Wie würde ich wohl in diesem Moment Freude fühlen, wenn ich noch nie zuvor in meinem Leben Freude gefühlt hätte?

In dem Moment der Freude auf dem Trampolin war mir nicht bewusst, dass ich gerade so viel Freude empfinde wie mindestens vier Jahre nicht mehr in meinem Leben. Ich war dankbar für jede dieser früheren Jumpingstunden. Doch heute bin ich noch viel dankbarer. Und fühle Demut. Weil ich – gemäß dem Gesetz der Polarität – durch den Wegfall der Freude erkannt habe, wie kostbar diese Zeit war. Erst in meiner Trauer, Wut und Verzweiflung nahm ich im Kontrast war, was mir die Freude bedeutete.

Hatte ich vier Jahre lang keine Freude? Keineswegs. Ich habe Menschen beim Wachsen geholfen, Oliven in Nordzypern gegessen, war auf der Titelseite meiner Heimatzeitung, ich hatte tiefe Umarmungen, Gespräche, ich habe nachts um drei trompetet, tolle Choreos auf meinem Trampolin gejumpt, dummes Zeug an fremden Bahnhöfen geplappert… Wenn ich das so aufzähle, sind das für einen Außenstehenden wahrscheinlich nur aneinandergereihte Wörter. Und selbst die Erfahrung für mich ist als solche erstmal „leer“. Erst meine BeWERTung gibt den Situationen einen Wert. Und in diesen Fällen habe ich mich für Freude entschieden. Und doch habe ich meine Freude mit der früheren Jumping-Freude verglichen. Ich habe das jetzt erkannt. Und werde mich nun ganz oft für mich entscheiden. Nicht für meine Vergangenheit. Nicht für meine Erwartung. Nicht für den Vergleich. Sondern rein für mich in jedem Moment neu. Für reine Freude ohne frühere Erfahrungen oder gegenwärtige Erwartungen.

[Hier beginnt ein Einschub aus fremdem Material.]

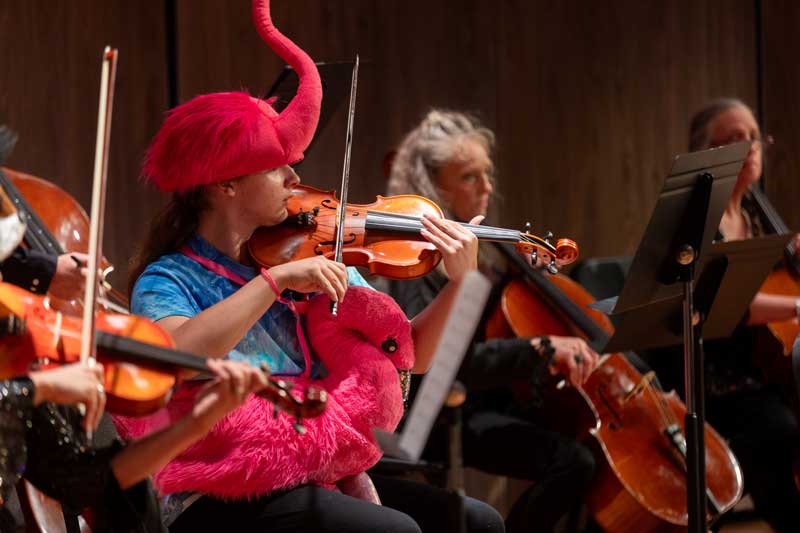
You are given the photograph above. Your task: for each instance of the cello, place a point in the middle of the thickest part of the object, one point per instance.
(634, 429)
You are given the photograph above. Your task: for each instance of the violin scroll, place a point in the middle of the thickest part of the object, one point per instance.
(278, 392)
(564, 252)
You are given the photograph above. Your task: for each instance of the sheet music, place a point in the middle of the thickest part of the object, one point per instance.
(456, 336)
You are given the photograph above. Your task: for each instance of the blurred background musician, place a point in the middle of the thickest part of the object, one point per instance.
(448, 158)
(747, 410)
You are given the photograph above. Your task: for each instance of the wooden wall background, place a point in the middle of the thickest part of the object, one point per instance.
(589, 100)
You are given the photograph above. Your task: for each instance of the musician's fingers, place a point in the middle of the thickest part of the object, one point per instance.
(90, 412)
(327, 287)
(446, 228)
(337, 275)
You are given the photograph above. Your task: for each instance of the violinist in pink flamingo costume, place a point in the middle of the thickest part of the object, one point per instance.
(362, 348)
(226, 158)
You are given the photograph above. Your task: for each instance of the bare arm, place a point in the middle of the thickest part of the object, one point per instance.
(459, 249)
(149, 454)
(771, 308)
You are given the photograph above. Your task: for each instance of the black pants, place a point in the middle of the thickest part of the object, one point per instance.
(763, 433)
(408, 507)
(561, 468)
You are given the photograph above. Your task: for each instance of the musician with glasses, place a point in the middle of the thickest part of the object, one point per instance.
(750, 413)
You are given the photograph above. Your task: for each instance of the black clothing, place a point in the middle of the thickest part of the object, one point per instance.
(499, 435)
(760, 427)
(408, 507)
(44, 445)
(29, 269)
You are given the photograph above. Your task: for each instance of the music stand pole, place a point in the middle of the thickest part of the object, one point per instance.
(694, 387)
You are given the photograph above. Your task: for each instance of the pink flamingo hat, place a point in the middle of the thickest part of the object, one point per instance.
(220, 136)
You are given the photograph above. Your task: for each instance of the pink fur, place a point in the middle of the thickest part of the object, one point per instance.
(251, 453)
(220, 136)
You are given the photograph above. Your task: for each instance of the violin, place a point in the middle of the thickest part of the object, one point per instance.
(634, 429)
(33, 334)
(783, 280)
(383, 236)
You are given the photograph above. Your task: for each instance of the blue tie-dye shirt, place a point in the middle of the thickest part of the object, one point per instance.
(177, 285)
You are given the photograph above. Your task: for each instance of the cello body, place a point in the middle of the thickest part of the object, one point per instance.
(640, 485)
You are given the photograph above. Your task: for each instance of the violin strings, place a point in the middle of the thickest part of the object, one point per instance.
(411, 223)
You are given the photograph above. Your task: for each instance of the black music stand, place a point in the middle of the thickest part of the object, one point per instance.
(662, 279)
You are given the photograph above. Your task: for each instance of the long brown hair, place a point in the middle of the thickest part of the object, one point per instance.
(169, 230)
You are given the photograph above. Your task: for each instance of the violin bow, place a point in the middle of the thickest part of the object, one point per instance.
(107, 79)
(341, 210)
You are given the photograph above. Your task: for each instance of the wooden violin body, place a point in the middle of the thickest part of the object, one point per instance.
(382, 236)
(138, 356)
(634, 429)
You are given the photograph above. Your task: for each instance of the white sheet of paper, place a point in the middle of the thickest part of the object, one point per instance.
(457, 334)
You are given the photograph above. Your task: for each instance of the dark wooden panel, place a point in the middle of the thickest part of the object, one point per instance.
(50, 57)
(589, 100)
(595, 98)
(782, 106)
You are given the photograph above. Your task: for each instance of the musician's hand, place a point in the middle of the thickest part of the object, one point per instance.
(458, 245)
(70, 276)
(572, 359)
(234, 381)
(314, 274)
(72, 385)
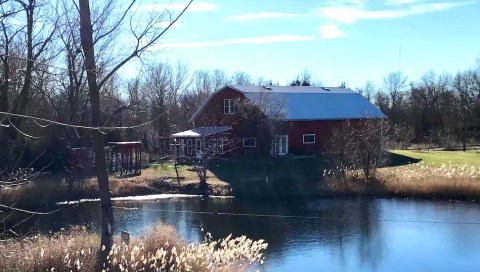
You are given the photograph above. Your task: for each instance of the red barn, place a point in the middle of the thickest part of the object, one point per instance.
(277, 119)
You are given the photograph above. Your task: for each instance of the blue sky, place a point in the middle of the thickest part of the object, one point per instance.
(346, 40)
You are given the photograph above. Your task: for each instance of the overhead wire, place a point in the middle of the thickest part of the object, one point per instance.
(292, 216)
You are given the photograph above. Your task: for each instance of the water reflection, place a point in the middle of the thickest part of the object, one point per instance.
(320, 235)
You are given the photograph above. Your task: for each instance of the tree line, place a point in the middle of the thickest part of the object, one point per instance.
(43, 74)
(438, 109)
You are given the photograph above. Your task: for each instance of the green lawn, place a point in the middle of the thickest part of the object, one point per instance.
(469, 158)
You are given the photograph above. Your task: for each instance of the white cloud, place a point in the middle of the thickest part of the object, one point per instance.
(331, 31)
(165, 24)
(350, 15)
(400, 2)
(265, 15)
(253, 40)
(194, 7)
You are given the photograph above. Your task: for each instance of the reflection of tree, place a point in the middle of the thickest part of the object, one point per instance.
(349, 229)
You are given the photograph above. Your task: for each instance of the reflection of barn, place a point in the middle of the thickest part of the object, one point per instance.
(123, 159)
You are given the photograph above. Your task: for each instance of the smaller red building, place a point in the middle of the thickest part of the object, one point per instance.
(279, 120)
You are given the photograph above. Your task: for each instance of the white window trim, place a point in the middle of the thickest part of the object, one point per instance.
(227, 107)
(314, 138)
(277, 149)
(254, 139)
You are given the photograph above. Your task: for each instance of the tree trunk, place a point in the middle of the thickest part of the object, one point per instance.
(97, 136)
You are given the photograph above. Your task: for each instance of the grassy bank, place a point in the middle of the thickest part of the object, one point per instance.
(161, 249)
(439, 158)
(423, 174)
(432, 174)
(157, 179)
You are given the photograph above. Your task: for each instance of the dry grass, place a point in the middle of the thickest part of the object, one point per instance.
(159, 250)
(423, 180)
(429, 180)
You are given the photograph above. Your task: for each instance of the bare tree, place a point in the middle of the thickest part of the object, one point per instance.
(360, 144)
(368, 90)
(143, 39)
(395, 84)
(241, 78)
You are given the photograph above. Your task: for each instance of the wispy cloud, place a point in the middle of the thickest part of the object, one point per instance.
(252, 40)
(330, 31)
(352, 14)
(265, 15)
(194, 7)
(165, 24)
(400, 2)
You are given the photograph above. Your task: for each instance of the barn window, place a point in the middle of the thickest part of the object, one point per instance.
(249, 142)
(308, 138)
(229, 106)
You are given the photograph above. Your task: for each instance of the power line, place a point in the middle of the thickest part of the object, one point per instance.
(295, 216)
(78, 126)
(46, 64)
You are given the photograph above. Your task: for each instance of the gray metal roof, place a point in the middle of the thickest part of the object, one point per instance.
(307, 102)
(201, 132)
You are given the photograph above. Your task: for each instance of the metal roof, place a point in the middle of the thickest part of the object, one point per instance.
(306, 102)
(201, 132)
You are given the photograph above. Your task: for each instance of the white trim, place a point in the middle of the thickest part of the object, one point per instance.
(254, 139)
(281, 145)
(311, 134)
(229, 106)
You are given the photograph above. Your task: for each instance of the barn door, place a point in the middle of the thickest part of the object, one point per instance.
(281, 145)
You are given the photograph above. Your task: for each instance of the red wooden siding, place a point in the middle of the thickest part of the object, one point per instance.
(213, 115)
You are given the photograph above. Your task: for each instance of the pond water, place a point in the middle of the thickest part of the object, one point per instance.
(355, 234)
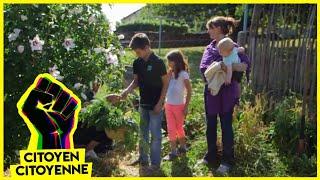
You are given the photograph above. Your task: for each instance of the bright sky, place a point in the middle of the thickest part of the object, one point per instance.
(118, 11)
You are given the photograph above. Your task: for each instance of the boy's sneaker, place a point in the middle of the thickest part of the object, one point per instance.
(182, 150)
(223, 169)
(170, 157)
(92, 154)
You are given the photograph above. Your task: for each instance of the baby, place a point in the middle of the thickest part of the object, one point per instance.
(229, 54)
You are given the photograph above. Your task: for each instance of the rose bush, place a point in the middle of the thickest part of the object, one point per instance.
(73, 43)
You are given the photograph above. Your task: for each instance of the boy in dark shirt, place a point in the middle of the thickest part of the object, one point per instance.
(150, 75)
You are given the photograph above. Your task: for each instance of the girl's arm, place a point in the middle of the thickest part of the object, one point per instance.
(187, 84)
(229, 74)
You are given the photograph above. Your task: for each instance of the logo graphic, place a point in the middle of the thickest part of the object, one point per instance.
(51, 111)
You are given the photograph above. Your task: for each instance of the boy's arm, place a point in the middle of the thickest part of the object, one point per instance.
(229, 74)
(165, 82)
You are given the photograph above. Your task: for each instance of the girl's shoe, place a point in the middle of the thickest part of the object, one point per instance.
(170, 157)
(223, 169)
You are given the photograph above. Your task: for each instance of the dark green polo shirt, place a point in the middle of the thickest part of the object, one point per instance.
(149, 79)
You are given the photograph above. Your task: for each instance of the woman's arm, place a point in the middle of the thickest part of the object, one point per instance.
(241, 67)
(187, 84)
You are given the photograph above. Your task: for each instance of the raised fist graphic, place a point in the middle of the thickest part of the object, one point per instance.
(52, 109)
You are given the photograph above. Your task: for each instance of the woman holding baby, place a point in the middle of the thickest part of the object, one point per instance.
(222, 104)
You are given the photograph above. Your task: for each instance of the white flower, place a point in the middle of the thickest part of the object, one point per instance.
(98, 50)
(121, 36)
(77, 86)
(20, 49)
(36, 44)
(83, 96)
(23, 18)
(92, 19)
(75, 10)
(13, 36)
(111, 58)
(55, 73)
(122, 52)
(68, 44)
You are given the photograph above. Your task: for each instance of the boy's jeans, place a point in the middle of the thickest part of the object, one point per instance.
(150, 122)
(227, 138)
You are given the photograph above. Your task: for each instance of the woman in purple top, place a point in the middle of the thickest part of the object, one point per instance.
(223, 103)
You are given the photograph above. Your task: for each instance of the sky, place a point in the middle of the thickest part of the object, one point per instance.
(119, 11)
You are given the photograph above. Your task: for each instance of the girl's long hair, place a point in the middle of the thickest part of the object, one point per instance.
(227, 24)
(180, 62)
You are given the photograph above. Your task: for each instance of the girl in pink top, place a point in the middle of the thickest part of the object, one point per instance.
(176, 107)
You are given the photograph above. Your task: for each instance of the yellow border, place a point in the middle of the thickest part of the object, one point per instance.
(153, 1)
(33, 142)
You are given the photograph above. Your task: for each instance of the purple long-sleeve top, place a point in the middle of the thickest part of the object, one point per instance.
(228, 95)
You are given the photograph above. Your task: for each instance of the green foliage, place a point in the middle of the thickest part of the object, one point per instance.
(195, 15)
(153, 25)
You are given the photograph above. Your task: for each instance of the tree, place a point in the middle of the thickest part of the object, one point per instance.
(72, 42)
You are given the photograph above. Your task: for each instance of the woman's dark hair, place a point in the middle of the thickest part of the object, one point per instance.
(180, 62)
(139, 41)
(227, 24)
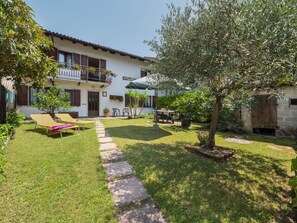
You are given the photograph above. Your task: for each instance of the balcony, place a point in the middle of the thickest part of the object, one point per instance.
(83, 73)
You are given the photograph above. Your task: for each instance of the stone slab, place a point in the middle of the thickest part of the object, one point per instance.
(127, 191)
(107, 146)
(118, 169)
(105, 140)
(111, 155)
(147, 213)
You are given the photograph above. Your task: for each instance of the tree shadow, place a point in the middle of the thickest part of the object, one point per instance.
(136, 132)
(191, 188)
(175, 128)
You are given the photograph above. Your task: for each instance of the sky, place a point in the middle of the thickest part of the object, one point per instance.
(119, 24)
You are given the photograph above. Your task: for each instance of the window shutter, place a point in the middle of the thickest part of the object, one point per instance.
(76, 58)
(52, 53)
(76, 95)
(142, 73)
(22, 95)
(102, 64)
(127, 100)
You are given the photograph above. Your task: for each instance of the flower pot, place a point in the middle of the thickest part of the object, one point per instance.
(186, 122)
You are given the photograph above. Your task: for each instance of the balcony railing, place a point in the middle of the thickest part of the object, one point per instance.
(83, 73)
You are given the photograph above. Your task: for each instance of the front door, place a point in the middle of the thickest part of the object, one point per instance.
(93, 104)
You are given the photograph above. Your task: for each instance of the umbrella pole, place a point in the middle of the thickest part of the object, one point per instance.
(156, 126)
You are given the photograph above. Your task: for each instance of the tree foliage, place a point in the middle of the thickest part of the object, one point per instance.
(23, 45)
(53, 99)
(228, 46)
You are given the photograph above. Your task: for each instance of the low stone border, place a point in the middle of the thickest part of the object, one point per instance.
(218, 153)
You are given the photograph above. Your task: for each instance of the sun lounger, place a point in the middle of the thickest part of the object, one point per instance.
(46, 121)
(66, 118)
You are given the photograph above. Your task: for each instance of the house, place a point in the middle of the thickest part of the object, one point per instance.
(271, 115)
(91, 89)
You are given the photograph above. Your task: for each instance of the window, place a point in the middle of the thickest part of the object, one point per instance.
(71, 96)
(65, 58)
(293, 101)
(32, 99)
(148, 102)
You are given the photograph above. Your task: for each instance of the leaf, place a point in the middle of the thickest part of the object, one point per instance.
(293, 182)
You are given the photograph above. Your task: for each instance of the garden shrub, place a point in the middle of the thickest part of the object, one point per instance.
(293, 181)
(202, 137)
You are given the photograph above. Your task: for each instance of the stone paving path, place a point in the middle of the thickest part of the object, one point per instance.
(127, 190)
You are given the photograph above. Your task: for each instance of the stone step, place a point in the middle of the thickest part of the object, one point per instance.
(105, 140)
(107, 146)
(118, 169)
(111, 155)
(147, 213)
(127, 191)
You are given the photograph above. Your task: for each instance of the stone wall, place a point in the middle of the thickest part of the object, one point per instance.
(286, 115)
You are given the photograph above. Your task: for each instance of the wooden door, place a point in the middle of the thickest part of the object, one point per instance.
(264, 111)
(93, 104)
(84, 66)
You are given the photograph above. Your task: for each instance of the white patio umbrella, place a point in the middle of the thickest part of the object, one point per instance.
(150, 82)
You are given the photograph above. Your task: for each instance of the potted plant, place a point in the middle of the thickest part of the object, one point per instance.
(75, 67)
(91, 70)
(186, 121)
(106, 112)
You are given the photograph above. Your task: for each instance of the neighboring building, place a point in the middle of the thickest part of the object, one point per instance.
(273, 116)
(7, 97)
(90, 92)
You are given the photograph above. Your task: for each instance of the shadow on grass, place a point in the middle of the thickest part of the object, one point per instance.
(190, 188)
(136, 132)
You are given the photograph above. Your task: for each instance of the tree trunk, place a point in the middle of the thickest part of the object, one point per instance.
(214, 123)
(2, 104)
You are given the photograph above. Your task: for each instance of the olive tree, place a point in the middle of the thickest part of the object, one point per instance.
(228, 46)
(52, 99)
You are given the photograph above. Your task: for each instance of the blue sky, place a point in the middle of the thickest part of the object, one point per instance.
(119, 24)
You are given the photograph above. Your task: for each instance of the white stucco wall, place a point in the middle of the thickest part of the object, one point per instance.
(121, 65)
(286, 114)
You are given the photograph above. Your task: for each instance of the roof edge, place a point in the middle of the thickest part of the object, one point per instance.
(96, 46)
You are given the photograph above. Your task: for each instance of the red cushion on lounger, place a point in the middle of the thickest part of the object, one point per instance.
(60, 127)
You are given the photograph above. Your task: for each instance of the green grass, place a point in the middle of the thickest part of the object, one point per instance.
(53, 179)
(252, 187)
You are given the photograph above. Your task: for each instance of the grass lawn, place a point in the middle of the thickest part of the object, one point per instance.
(53, 179)
(252, 187)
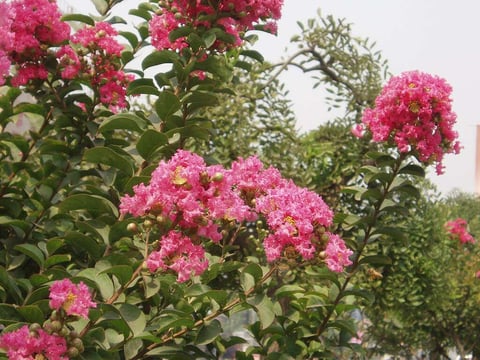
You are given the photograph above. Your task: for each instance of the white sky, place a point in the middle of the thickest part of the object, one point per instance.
(435, 36)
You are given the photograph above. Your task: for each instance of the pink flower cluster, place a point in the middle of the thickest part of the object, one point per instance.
(232, 16)
(178, 253)
(31, 33)
(458, 230)
(193, 201)
(23, 344)
(28, 28)
(100, 65)
(414, 111)
(74, 299)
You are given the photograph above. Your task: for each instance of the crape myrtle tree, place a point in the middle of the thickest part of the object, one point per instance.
(119, 242)
(427, 301)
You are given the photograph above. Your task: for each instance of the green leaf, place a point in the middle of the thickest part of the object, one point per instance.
(152, 286)
(160, 57)
(180, 32)
(9, 284)
(150, 141)
(144, 14)
(131, 37)
(31, 314)
(412, 169)
(376, 260)
(167, 104)
(108, 156)
(345, 325)
(57, 259)
(122, 272)
(134, 317)
(85, 243)
(93, 203)
(208, 333)
(8, 314)
(198, 99)
(100, 281)
(264, 308)
(101, 6)
(288, 290)
(32, 252)
(253, 55)
(250, 275)
(142, 86)
(209, 38)
(80, 18)
(124, 121)
(132, 347)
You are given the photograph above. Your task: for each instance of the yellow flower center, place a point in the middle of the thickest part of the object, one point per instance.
(69, 301)
(414, 107)
(177, 179)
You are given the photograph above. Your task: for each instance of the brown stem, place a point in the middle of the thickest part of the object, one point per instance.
(209, 317)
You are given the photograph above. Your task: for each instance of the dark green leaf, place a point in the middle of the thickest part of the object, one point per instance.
(108, 156)
(376, 260)
(32, 252)
(208, 333)
(253, 55)
(122, 272)
(92, 203)
(31, 314)
(160, 57)
(167, 104)
(142, 86)
(123, 121)
(134, 317)
(80, 18)
(150, 141)
(57, 259)
(101, 6)
(250, 275)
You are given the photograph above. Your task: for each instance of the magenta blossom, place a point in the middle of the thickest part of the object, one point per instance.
(75, 299)
(458, 230)
(178, 253)
(22, 344)
(414, 111)
(234, 17)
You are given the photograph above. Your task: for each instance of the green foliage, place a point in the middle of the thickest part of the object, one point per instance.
(61, 182)
(431, 274)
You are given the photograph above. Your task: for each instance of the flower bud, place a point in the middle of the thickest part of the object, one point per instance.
(148, 224)
(73, 352)
(132, 227)
(56, 326)
(217, 177)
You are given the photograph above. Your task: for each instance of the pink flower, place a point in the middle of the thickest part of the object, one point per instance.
(29, 71)
(357, 339)
(4, 67)
(338, 255)
(358, 130)
(69, 62)
(21, 344)
(458, 230)
(414, 112)
(233, 17)
(292, 214)
(36, 23)
(74, 299)
(178, 253)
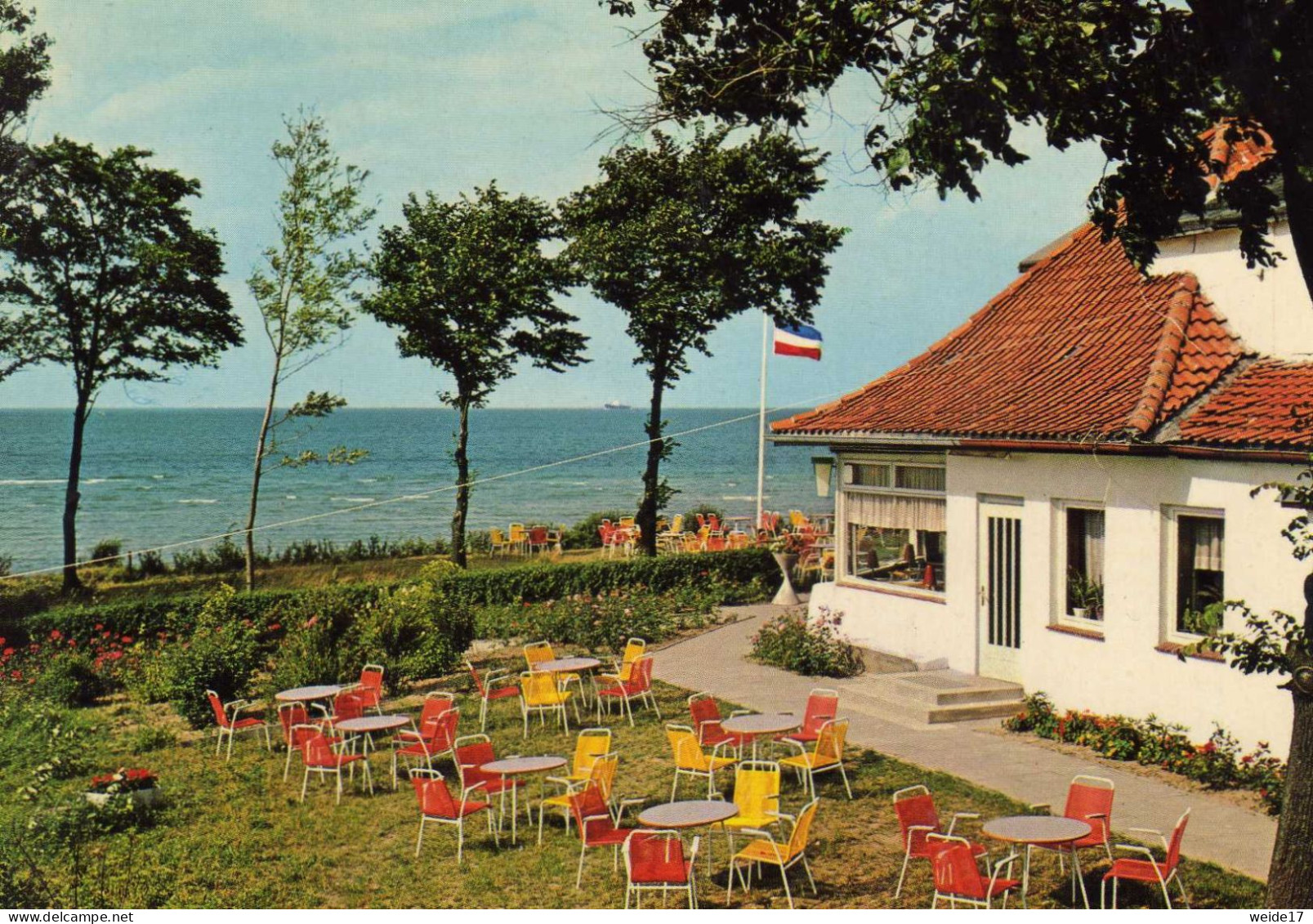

Wie würde ich wohl in diesem Moment Freude fühlen, wenn ich noch nie zuvor in meinem Leben Freude gefühlt hätte? Alles andere lasse ich los. Nicht sofort und nicht alles auf einmal. Aber mit jeder einzelnen Entscheidung ein Stückchen mehr. Und irgendwo in mir drin weiß ich, dass die pure Freude wiederkommt so wie der Tag nach der Nacht kommt. Vielleicht in diesem Leben, vielleicht im nächsten. So wie auch der Schmerz wiederkommt. Nichts ist endgültig. Und ich habe nichts zu tun, als jeden Moment voll und ganz anzunehmen, zu verantworten, zu kreieren und loszulassen. Und ich werte das als gute Nachricht.